Every business activity involves a risk, therefore, it is very necessary to carry out a real Risk Management. Risk is defined as uncertainty that arises during the achievement of an objective. These are, in essence, adverse circumstances, events or events that impede the normal development of a company’s activities and which, in general, have economic implications for its managers.
The concept of risk is associated with any probability of economic loss. It is also often directly related to hazards, threats, harm or damage.
This is not to say that all the elements that frame the commercial activity of companies are risks in themselves.
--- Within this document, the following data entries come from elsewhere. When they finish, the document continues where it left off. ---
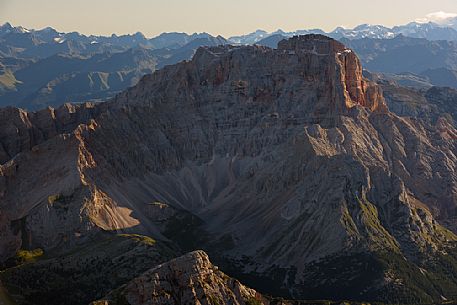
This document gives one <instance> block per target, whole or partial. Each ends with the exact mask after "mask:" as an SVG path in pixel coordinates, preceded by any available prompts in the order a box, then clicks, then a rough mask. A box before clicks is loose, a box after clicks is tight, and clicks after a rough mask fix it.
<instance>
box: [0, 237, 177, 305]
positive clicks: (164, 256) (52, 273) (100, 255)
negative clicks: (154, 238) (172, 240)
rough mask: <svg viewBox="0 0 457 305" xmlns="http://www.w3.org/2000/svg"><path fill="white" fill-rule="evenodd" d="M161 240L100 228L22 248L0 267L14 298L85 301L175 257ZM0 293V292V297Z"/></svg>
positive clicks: (45, 301)
mask: <svg viewBox="0 0 457 305" xmlns="http://www.w3.org/2000/svg"><path fill="white" fill-rule="evenodd" d="M175 250H176V249H174V248H173V247H171V248H170V247H169V245H167V244H166V243H162V242H160V241H156V240H154V239H152V238H149V237H146V236H141V235H129V234H107V233H105V234H99V235H96V236H95V237H93V238H91V239H89V240H85V239H84V237H79V238H78V241H77V242H76V244H74V245H73V246H71V247H70V246H69V244H68V243H64V244H62V245H61V247H59V248H56V249H54V250H53V251H46V253H45V254H44V255H42V253H41V254H40V251H37V250H35V251H22V252H20V253H19V255H18V256H17V257H16V260H17V261H16V262H11V261H10V262H9V263H10V264H12V263H17V264H18V266H15V267H14V268H9V269H7V270H6V271H3V272H0V282H1V283H3V285H4V286H5V288H6V290H7V292H8V293H9V294H10V297H11V298H13V299H15V300H16V302H17V304H48V305H53V304H56V305H57V304H69V305H70V304H75V305H77V304H88V303H89V302H91V301H93V300H95V299H98V298H101V297H103V296H104V295H106V294H107V293H109V292H110V291H111V290H112V289H114V288H117V287H119V286H121V285H123V284H125V283H127V282H128V281H130V280H132V279H133V278H135V277H137V276H138V275H140V274H141V273H143V272H145V271H146V270H148V269H150V268H151V266H155V265H157V264H160V263H163V262H166V261H168V260H170V259H171V258H173V257H176V255H177V254H178V252H176V251H175ZM1 301H2V298H1V297H0V303H1Z"/></svg>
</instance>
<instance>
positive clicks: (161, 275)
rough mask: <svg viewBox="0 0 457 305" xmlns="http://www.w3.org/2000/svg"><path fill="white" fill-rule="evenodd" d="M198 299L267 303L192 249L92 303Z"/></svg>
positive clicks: (259, 296)
mask: <svg viewBox="0 0 457 305" xmlns="http://www.w3.org/2000/svg"><path fill="white" fill-rule="evenodd" d="M200 302H207V304H233V305H251V304H252V305H254V304H256V305H264V304H265V305H266V304H269V302H268V301H267V300H266V299H264V298H263V297H262V296H261V295H260V294H259V293H257V292H256V291H254V290H252V289H250V288H247V287H245V286H244V285H242V284H241V283H240V282H238V281H237V280H234V279H232V278H230V277H228V276H227V275H225V274H224V273H222V272H221V271H220V270H218V268H217V267H216V266H214V265H213V264H211V262H210V261H209V258H208V255H207V254H206V253H205V252H203V251H195V252H191V253H188V254H186V255H184V256H181V257H179V258H176V259H174V260H171V261H169V262H167V263H165V264H162V265H159V266H157V267H155V268H152V269H150V270H148V271H147V272H145V273H143V274H142V275H141V276H139V277H137V278H135V279H133V280H132V281H131V282H129V283H128V284H126V285H124V286H122V287H120V288H119V289H117V290H116V292H115V293H111V294H110V295H108V296H107V297H106V298H104V300H99V301H96V302H93V303H92V305H118V304H131V305H142V304H163V305H166V304H169V305H174V304H201V303H200ZM203 304H205V303H203Z"/></svg>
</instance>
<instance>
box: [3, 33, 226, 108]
mask: <svg viewBox="0 0 457 305" xmlns="http://www.w3.org/2000/svg"><path fill="white" fill-rule="evenodd" d="M10 35H13V34H11V33H10V34H6V36H3V37H4V41H5V43H6V44H5V45H4V48H5V49H6V50H7V51H8V52H6V51H5V54H6V55H5V57H0V65H1V66H2V68H3V69H2V72H3V73H2V74H1V75H0V105H1V106H5V105H15V106H19V107H23V108H26V109H31V110H33V109H39V108H43V107H45V106H59V105H62V104H63V103H65V102H69V101H71V102H85V101H90V100H106V99H108V98H110V97H112V96H114V95H115V94H116V93H118V92H120V91H122V90H123V89H126V88H128V87H130V86H133V85H135V84H136V82H137V81H138V80H139V79H140V78H141V77H142V76H143V75H145V74H148V73H152V72H153V71H154V70H155V69H160V68H162V67H163V66H165V65H168V64H175V63H177V62H179V61H182V60H188V59H190V58H191V57H192V55H193V54H194V53H195V50H196V49H197V48H198V47H200V46H205V45H207V46H214V45H219V44H225V43H227V41H226V40H225V39H224V38H223V37H221V36H218V37H212V36H210V35H208V34H201V35H200V34H194V35H191V36H189V35H185V34H183V35H180V36H179V37H181V38H183V40H182V41H177V42H173V41H172V40H171V38H169V37H168V36H170V35H172V34H169V35H165V36H167V37H168V38H165V37H163V36H164V35H162V37H158V38H157V39H156V40H153V42H151V41H152V40H151V41H147V42H146V41H145V39H146V38H145V37H144V36H143V35H142V34H141V33H137V34H135V35H124V36H119V37H118V36H115V35H113V36H111V37H109V38H103V37H98V38H94V37H92V38H90V39H87V37H85V36H82V35H79V34H74V33H70V34H68V35H67V34H62V33H58V32H57V31H55V30H53V29H51V28H48V29H43V30H40V31H33V32H32V31H30V32H27V33H26V35H28V36H27V37H23V36H20V37H23V38H24V39H25V40H26V41H29V40H30V41H36V43H35V44H34V43H31V44H29V45H27V44H23V45H22V46H21V47H20V48H19V47H18V45H17V44H16V45H14V42H13V41H12V40H11V39H10V38H8V37H10ZM15 35H16V34H15ZM17 35H19V34H17ZM24 35H25V34H24ZM56 35H57V36H58V37H60V38H58V39H60V40H59V41H56V39H55V37H56ZM68 36H72V37H73V38H74V39H75V40H71V39H68ZM0 39H2V38H0ZM93 39H96V40H93ZM160 39H169V40H168V41H169V42H170V45H173V47H172V48H161V49H152V48H151V47H150V46H148V45H152V44H159V42H160V41H161V40H160ZM45 41H48V42H45ZM89 41H92V42H96V43H92V42H89ZM181 42H182V43H183V44H181ZM184 42H187V43H184ZM159 45H160V44H159ZM161 45H164V43H163V42H162V43H161ZM13 46H14V47H13ZM75 46H76V47H75ZM17 50H20V52H19V51H17ZM39 50H41V51H42V52H41V51H39ZM0 73H1V72H0Z"/></svg>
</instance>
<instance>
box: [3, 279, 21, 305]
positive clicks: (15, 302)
mask: <svg viewBox="0 0 457 305" xmlns="http://www.w3.org/2000/svg"><path fill="white" fill-rule="evenodd" d="M0 304H1V305H17V303H16V302H15V301H14V300H13V298H12V297H11V296H10V295H9V294H8V292H7V291H6V290H5V288H3V287H2V285H1V283H0Z"/></svg>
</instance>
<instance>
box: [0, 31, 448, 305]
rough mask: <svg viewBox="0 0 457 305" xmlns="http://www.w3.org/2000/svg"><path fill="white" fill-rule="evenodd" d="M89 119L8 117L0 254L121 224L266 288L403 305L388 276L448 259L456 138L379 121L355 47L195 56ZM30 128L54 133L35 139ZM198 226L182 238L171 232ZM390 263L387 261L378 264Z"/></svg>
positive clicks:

On the contrary, there are certain
essential characteristics that define them as such:
- It must be associated, in some way, to the activity of the company.
- They are complex, they do not have an immediate solution.
- Its impact must be significant.
- Hinder, obstruct, hinder or postpone processes
- its likelihood of occurrence is associated with a probableness
Some types of risks include:
– Economics of the activity
– Environmental or surroundings
How RiskS Are Managed
Risk Management is all those coordinated actions to mitigate and control the risks to which organizations may be exposed. The objective is to outline a framework of action to reduce their consequences and reduce their probability of occurrence:
The effects or consequences of an uncontrollable event. Normally it must be valued economically.
It is the possibility of a fact occurring, may or may not be derived from the decisions of the company.